In the previous post, we saw some basic methodologies under sparse embeddings. In that, term frequency(TF) had a fallback when same words are repeated too often. To overcome the shortcomings of TF, next method was introduced. We shall see them in detail:
Inverse document frequency(IDF) It determines how less frequent a word occurs in the input documents. It calculates how the rare the word is. Rare word is of high priority. i.e If the word occurs less frequent, then the value will be high and if if the word occurs more frequently, then the value will be low.
If i ask query about frequently occurring words (for which IDF score is low), results will not be that good. On the other hand, if i ask query about rarest word(IDF score is high), results will be comparatively good. Drawbacks of IDF
If i ask query about kubernetes and if the word is occurring only in one document , that particular document will be returned. There will be chances where the doc will have mention of kubernetes once but does not describe in detail about it. In such cases, returned doc is not that useful TF-IDF
This combines both TF and IDF. i.e For a word its TF score will be multiplied with IDF.

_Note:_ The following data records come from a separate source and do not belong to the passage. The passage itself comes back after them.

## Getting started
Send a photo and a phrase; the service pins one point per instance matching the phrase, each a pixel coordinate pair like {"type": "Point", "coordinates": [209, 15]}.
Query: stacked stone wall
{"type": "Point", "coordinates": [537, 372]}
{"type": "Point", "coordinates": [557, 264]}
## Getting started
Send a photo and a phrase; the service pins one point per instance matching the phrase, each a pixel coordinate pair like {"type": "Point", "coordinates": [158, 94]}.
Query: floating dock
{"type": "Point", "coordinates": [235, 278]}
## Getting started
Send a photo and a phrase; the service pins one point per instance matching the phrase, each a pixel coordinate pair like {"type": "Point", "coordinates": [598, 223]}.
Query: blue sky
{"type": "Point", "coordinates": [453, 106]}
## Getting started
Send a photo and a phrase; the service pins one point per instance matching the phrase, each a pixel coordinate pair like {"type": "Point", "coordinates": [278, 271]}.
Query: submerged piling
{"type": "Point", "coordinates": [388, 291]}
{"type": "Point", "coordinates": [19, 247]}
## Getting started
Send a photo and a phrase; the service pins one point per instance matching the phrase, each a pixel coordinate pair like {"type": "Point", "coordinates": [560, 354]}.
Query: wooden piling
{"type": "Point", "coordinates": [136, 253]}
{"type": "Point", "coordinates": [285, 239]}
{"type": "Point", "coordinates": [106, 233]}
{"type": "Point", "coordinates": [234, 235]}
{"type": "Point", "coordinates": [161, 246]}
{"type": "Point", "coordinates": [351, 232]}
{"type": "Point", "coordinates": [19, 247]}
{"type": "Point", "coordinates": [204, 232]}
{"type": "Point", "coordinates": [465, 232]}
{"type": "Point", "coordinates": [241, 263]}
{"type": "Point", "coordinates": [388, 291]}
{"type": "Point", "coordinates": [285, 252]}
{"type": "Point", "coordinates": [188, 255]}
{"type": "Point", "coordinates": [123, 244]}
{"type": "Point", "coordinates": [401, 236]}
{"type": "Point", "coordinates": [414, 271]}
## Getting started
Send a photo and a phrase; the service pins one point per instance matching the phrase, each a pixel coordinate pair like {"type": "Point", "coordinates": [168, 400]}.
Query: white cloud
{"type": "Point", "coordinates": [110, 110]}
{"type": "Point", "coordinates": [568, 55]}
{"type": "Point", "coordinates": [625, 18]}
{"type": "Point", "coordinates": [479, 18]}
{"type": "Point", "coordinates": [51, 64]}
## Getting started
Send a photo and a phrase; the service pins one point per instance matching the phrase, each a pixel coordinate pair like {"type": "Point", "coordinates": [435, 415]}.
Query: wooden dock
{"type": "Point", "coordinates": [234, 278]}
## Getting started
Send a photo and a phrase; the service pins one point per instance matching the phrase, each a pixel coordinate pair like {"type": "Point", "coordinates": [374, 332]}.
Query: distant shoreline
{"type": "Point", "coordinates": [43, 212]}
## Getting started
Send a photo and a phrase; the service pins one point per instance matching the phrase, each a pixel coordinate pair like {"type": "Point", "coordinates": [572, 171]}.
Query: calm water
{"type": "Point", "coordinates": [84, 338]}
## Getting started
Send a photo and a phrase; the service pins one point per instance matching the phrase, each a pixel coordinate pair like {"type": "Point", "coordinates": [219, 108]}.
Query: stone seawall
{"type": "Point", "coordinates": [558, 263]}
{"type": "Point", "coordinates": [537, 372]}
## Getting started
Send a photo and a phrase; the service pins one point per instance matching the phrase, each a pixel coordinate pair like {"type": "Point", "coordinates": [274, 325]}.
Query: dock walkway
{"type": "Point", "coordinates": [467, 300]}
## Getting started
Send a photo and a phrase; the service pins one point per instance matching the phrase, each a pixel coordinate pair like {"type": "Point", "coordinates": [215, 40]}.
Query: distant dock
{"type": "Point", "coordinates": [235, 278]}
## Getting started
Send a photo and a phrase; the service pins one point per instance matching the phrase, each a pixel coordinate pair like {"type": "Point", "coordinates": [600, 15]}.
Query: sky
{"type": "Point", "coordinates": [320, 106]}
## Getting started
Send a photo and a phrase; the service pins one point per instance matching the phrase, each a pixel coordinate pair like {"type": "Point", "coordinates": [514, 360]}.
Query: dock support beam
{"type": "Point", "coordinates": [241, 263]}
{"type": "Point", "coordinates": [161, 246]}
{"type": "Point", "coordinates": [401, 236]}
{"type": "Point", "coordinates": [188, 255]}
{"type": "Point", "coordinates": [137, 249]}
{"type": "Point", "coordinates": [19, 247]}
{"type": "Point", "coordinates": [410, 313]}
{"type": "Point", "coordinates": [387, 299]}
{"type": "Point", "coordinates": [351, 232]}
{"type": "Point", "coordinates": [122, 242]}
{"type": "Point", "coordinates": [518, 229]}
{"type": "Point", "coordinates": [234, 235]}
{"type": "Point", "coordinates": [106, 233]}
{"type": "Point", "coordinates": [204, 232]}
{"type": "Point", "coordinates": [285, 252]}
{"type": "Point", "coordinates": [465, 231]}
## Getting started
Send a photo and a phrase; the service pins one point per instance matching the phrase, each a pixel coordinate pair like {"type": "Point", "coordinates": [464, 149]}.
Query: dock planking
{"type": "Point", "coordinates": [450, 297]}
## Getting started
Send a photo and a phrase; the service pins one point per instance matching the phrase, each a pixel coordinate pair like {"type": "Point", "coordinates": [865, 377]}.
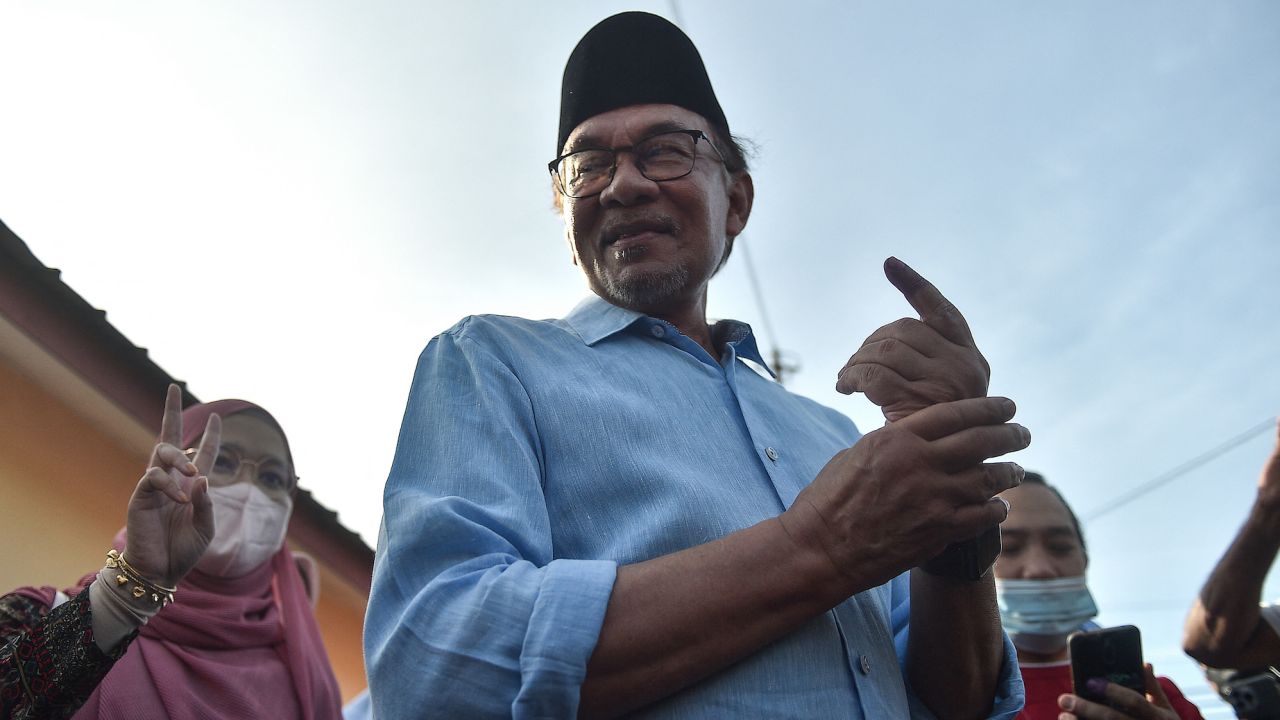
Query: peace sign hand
{"type": "Point", "coordinates": [910, 364]}
{"type": "Point", "coordinates": [170, 519]}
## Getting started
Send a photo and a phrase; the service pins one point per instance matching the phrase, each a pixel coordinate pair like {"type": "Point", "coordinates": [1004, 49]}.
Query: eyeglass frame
{"type": "Point", "coordinates": [257, 465]}
{"type": "Point", "coordinates": [613, 168]}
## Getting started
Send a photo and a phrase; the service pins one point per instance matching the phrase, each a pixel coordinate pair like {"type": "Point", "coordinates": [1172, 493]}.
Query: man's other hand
{"type": "Point", "coordinates": [905, 491]}
{"type": "Point", "coordinates": [910, 364]}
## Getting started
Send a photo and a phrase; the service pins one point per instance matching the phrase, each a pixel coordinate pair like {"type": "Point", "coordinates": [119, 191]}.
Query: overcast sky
{"type": "Point", "coordinates": [1095, 185]}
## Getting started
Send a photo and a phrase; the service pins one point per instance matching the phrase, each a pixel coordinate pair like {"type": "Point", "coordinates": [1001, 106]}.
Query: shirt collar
{"type": "Point", "coordinates": [595, 319]}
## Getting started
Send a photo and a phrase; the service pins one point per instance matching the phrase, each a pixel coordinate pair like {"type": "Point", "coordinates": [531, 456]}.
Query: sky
{"type": "Point", "coordinates": [284, 201]}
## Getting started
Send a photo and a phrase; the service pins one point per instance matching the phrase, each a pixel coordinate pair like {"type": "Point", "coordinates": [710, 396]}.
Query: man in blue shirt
{"type": "Point", "coordinates": [613, 513]}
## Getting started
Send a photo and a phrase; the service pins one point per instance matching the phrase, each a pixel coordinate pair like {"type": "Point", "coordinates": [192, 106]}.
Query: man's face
{"type": "Point", "coordinates": [653, 246]}
{"type": "Point", "coordinates": [1038, 538]}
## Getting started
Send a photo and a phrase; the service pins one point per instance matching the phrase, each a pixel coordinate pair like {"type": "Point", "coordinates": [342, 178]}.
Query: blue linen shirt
{"type": "Point", "coordinates": [536, 456]}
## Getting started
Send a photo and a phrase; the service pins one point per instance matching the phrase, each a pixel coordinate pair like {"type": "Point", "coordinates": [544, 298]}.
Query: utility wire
{"type": "Point", "coordinates": [1125, 499]}
{"type": "Point", "coordinates": [780, 369]}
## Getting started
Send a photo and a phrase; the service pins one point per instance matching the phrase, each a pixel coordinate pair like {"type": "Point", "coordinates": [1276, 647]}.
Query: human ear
{"type": "Point", "coordinates": [568, 241]}
{"type": "Point", "coordinates": [741, 195]}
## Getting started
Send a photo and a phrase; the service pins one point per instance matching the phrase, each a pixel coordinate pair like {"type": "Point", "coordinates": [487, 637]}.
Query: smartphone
{"type": "Point", "coordinates": [1111, 654]}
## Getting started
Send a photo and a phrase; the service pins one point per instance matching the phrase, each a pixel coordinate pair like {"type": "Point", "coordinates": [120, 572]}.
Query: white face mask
{"type": "Point", "coordinates": [250, 529]}
{"type": "Point", "coordinates": [1040, 614]}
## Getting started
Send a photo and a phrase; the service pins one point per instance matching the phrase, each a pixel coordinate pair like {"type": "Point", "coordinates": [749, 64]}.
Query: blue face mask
{"type": "Point", "coordinates": [1055, 606]}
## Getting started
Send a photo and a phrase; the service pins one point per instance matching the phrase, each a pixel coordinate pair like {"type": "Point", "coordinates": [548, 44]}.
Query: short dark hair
{"type": "Point", "coordinates": [1036, 478]}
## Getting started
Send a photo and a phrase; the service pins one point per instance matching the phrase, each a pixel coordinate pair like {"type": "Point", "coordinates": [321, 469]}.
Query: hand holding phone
{"type": "Point", "coordinates": [1112, 655]}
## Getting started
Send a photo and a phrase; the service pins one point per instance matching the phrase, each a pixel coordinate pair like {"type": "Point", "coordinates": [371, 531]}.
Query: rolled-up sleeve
{"type": "Point", "coordinates": [470, 615]}
{"type": "Point", "coordinates": [1010, 693]}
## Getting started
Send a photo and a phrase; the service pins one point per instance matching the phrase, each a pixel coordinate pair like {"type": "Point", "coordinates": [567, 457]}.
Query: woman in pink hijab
{"type": "Point", "coordinates": [200, 610]}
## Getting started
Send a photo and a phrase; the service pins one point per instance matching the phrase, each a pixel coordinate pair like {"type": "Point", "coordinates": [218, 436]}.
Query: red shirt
{"type": "Point", "coordinates": [1045, 683]}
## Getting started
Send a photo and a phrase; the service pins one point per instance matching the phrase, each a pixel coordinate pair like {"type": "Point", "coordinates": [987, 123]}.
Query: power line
{"type": "Point", "coordinates": [1125, 499]}
{"type": "Point", "coordinates": [780, 369]}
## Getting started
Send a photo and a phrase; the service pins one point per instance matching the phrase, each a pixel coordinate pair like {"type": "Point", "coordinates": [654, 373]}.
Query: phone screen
{"type": "Point", "coordinates": [1111, 654]}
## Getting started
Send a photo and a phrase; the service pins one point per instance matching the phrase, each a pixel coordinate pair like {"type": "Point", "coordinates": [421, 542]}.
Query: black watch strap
{"type": "Point", "coordinates": [967, 560]}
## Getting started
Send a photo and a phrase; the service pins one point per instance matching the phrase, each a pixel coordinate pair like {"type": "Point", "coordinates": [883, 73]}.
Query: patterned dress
{"type": "Point", "coordinates": [49, 664]}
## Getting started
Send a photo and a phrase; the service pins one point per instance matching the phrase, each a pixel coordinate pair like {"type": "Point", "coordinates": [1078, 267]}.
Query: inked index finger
{"type": "Point", "coordinates": [935, 310]}
{"type": "Point", "coordinates": [949, 418]}
{"type": "Point", "coordinates": [209, 445]}
{"type": "Point", "coordinates": [170, 425]}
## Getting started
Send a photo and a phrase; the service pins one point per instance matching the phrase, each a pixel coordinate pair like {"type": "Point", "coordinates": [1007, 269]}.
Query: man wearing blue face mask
{"type": "Point", "coordinates": [1043, 597]}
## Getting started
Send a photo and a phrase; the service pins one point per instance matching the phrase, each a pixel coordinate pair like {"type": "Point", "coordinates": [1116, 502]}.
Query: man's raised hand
{"type": "Point", "coordinates": [908, 490]}
{"type": "Point", "coordinates": [912, 364]}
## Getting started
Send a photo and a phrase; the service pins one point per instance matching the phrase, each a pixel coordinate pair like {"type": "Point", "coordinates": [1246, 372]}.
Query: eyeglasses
{"type": "Point", "coordinates": [662, 156]}
{"type": "Point", "coordinates": [270, 474]}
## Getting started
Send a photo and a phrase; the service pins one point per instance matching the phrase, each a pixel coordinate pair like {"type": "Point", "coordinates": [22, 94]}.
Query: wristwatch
{"type": "Point", "coordinates": [967, 560]}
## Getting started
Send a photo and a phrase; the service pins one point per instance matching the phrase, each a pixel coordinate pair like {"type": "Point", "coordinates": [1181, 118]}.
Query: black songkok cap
{"type": "Point", "coordinates": [635, 59]}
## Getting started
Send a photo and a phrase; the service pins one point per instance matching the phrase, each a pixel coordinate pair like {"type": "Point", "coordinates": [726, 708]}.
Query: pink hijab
{"type": "Point", "coordinates": [245, 647]}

BM-25(Best match-25) Next improved version of TF-IDF is BM-25 algorithm. 25 refers to top 25 matching words. This may yield better result when compared to TF-IDF.
As sparse embedding(s.e) does keyword search, We cannot use s.e alone in a RAG pipeline. To make the best of both worlds, we need to combine dense embeddings (semantic similarity) and sparse embedding(keyword search). This is called hybrid search For dense embedding we can use sentence transformer and for sparse embedding we can use BM-25 algorithm.